Le choc de deux logiques et ses conséquences …
8En effet, comme le souligne Petiot (2010, 6) [6], « l’hôpital va glisser peu à peu vers une culture d’entreprise. Il devient une institution qui répond à une logique de rentabilité ». Quid du « don/contre-don » dans un tel contexte ? Que deviennent les relations soignant/soigné, tuteur/tutoré quand, finalement, deux conceptions antinomiques cohabitent au sein des établissements de santé ? D’un côté, une culture basée sur des valeurs humanistes ; de l’autre, une logique économique où profit et rentabilité sont privilégiés ; voilà qui est de nature à déstabiliser, voire à dissuader lorsqu’il s’agit de participer à la formation des étudiants infirmiers. D’où cette question très actuelle posée par l’auteure : « Pourquoi les professionnels de soins s’engagent-ils dans le tutorat des étudiants alors que le contexte hospitalier les place dans un paradoxe où la logique économique s’oppose à leur logique humaniste ? » (Petiot, 2010, 11) [6]. Une position a priori inconfortable « parce qu’ils ne peuvent exercer le tutorat selon les valeurs auxquelles ils adhèrent (…). Il est important de comprendre pourquoi cette dissonance peut être générée » (Petiot, 2010, 18-19) [6]. Pourquoi cette dissonance peut être générée mais, aussi et surtout, comment les acteurs la vivent-ils et qu’est-ce qui les fait ne pas se désengager en tant que tuteur ? Ne pas renoncer à jouer ce rôle ? L’hypothèse formulée à ce niveau est précisément qu’ils « réduisent leur dissonance par le biais de l’engagement auprès des étudiants » (Petiot, 2010, 21) [6]. La mission tutorale pourrait ainsi se présenter comme une opportunité, l’occasion de ne pas perdre, de faire perdurer les valeurs humanistes en voie de disparition dans le contexte hospitalier.
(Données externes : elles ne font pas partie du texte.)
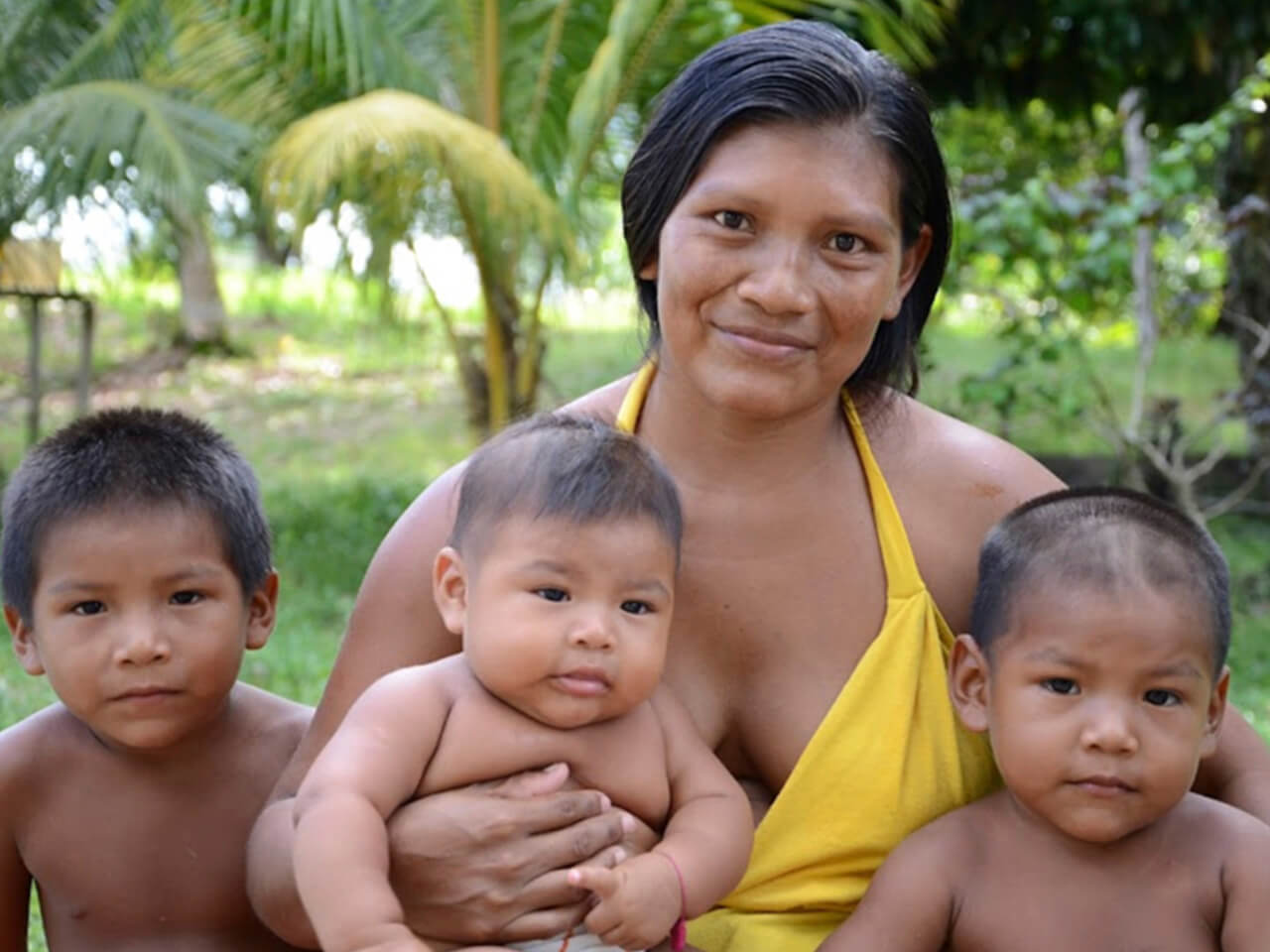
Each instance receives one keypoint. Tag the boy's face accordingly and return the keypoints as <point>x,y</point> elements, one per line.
<point>1100,703</point>
<point>567,624</point>
<point>140,622</point>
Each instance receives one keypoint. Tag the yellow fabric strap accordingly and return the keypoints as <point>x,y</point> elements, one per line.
<point>888,758</point>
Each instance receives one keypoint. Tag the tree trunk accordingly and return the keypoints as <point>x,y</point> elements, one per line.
<point>1243,191</point>
<point>202,311</point>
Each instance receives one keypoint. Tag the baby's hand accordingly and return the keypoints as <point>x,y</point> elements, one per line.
<point>639,900</point>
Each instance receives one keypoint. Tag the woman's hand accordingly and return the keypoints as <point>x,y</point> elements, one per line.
<point>489,864</point>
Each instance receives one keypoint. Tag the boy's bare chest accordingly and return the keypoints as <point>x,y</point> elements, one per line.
<point>625,758</point>
<point>122,861</point>
<point>1165,906</point>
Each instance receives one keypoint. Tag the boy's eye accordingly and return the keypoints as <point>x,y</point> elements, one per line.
<point>843,241</point>
<point>1061,685</point>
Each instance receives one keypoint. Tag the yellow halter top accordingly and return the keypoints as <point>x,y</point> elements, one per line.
<point>888,758</point>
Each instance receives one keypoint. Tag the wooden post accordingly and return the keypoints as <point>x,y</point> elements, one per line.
<point>82,390</point>
<point>33,371</point>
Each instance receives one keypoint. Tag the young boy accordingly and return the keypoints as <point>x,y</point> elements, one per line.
<point>136,569</point>
<point>1096,664</point>
<point>561,580</point>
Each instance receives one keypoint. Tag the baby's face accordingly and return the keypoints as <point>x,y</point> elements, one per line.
<point>140,624</point>
<point>1101,703</point>
<point>568,624</point>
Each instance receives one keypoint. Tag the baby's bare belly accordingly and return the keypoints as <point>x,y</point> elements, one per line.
<point>79,936</point>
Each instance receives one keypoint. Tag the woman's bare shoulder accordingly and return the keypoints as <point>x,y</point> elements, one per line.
<point>952,484</point>
<point>603,402</point>
<point>961,468</point>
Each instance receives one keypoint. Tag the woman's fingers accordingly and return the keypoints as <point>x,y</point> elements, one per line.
<point>468,864</point>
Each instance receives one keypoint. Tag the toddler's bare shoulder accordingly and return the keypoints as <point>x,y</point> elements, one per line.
<point>44,748</point>
<point>1220,832</point>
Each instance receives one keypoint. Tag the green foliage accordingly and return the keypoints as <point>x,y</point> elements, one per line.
<point>1076,54</point>
<point>1047,229</point>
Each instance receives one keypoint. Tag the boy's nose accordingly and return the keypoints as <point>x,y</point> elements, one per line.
<point>592,633</point>
<point>143,643</point>
<point>1110,730</point>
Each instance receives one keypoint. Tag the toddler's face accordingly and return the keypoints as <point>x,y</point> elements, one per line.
<point>140,624</point>
<point>568,624</point>
<point>1101,703</point>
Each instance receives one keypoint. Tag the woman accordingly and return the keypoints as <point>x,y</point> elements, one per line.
<point>788,222</point>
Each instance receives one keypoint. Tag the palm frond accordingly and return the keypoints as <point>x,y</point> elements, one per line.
<point>347,45</point>
<point>218,61</point>
<point>634,30</point>
<point>389,137</point>
<point>94,132</point>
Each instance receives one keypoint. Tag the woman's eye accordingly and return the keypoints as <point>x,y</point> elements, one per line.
<point>842,241</point>
<point>1061,685</point>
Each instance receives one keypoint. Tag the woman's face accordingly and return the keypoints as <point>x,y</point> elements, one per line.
<point>778,266</point>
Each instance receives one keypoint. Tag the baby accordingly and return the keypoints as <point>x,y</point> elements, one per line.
<point>1096,665</point>
<point>561,579</point>
<point>136,570</point>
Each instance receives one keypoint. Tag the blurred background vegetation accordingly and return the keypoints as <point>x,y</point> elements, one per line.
<point>357,235</point>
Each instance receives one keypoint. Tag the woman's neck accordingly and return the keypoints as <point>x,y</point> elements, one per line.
<point>710,445</point>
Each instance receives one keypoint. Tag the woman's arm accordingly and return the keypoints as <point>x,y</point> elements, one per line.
<point>470,865</point>
<point>1238,772</point>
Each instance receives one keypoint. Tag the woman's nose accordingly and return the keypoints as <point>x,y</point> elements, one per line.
<point>778,280</point>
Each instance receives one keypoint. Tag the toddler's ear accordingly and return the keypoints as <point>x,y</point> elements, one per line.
<point>449,588</point>
<point>1215,712</point>
<point>968,683</point>
<point>23,642</point>
<point>262,610</point>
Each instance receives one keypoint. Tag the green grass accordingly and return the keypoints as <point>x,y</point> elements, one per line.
<point>347,417</point>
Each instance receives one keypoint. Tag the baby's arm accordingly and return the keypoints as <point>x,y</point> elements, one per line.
<point>707,839</point>
<point>908,905</point>
<point>1246,885</point>
<point>368,769</point>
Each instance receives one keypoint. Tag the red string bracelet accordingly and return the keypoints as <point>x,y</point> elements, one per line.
<point>680,930</point>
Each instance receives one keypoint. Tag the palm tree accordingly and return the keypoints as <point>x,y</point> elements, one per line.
<point>495,119</point>
<point>99,94</point>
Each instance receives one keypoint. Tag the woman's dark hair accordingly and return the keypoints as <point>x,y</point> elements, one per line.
<point>810,73</point>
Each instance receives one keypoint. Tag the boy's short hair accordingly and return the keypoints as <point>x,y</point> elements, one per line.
<point>1103,537</point>
<point>128,457</point>
<point>567,467</point>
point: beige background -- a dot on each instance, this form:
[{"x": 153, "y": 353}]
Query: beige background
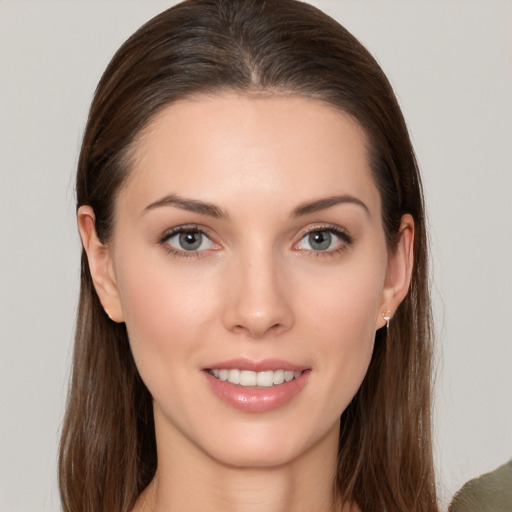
[{"x": 450, "y": 63}]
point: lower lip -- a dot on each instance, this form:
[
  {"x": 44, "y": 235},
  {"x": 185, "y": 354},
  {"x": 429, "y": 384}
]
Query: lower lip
[{"x": 253, "y": 399}]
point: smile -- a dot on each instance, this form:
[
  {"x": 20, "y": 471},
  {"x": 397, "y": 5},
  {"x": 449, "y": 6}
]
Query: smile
[{"x": 248, "y": 378}]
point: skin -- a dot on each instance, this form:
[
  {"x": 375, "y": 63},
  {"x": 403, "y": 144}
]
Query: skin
[{"x": 257, "y": 288}]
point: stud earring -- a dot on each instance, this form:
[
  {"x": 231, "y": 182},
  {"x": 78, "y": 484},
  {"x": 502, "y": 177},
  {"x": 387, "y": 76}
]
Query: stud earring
[{"x": 387, "y": 316}]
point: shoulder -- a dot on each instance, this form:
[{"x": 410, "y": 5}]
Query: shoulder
[{"x": 491, "y": 492}]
9L’étude réalisée par Petiot, 2010, [6] part donc de ces interrogations et de ce postulat. Des entretiens menés auprès d’une population hétérogène, en termes d’expérience professionnelle, d’exercice dans différents services de soins, d’années de pratiques tutorales, permettent à l’auteure d’aller dans le sens de cette hypothèse. Voici ce qu’elle dit en conclusion à ce sujet : « Ils (les tuteurs) parlent pour certains de mission, comme si cela répondait d’emblée à un contrat moral. Les soignants semblent vouloir nourrir un rôle social au sein d’une institution qui, paradoxalement, ne les reconnaît pas dans cette mission et ne la formalise pas » (Petiot, 2010, 41-42) [6]. Acte purement gratuit que celui de s’engager dans ce genre de mission ? Apparemment oui, mais il est loin d’être anodin : « L’acte de tutorer qui conduit à l’autonomie de l’étudiant, les valeurs qui sont véhiculées par le biais des soignants et qui ne se limitent pas qu’aux savoirs pratiques mais à des savoir-être, font que celui-ci revêt un caractère singulier pour les professionnels de santé » (Petiot, 2010, 42) [6]. Ce caractère singulier est avant tout à trouver dans le fait qu’ils se veulent « passeurs » de valeurs (…) convaincus qu’ils forment leurs pairs dans une logique humaniste qui s’oppose à la logique économique » (Petiot, 2010, 42) [6]. Telle semble être la stratégie mise en œuvre par ces personnels, à titre collectif, afin que les valeurs humanistes restent présentes à l’intérieur de l’hôpital mais aussi, à titre personnel, pour réduire un état de dissonance à même de les fragiliser dans l’exercice de leur profession. Cela dit, il convient de limiter ces observations à la population enquêtée dont les professionnels soignants non-tuteurs ne font pas partie, tout comme ceux qui souhaitent ne plus l’être. Toujours est-il que ceux qui le sont paraissent animés par une volonté bien réelle, un engagement basé sur le volontariat pour faire que la relation médicale évite les deux maux qui, pour Bourgeon (2007, 14) [19], la guette actuellement, à savoir « la marchandisation du champ thérapeutique et l’objectivation scientifique. Le don constitue donc un enjeu majeur pour les acteurs paramédicaux car ils peuvent, sur cette base, bâtir une relation thérapeutique efficace ».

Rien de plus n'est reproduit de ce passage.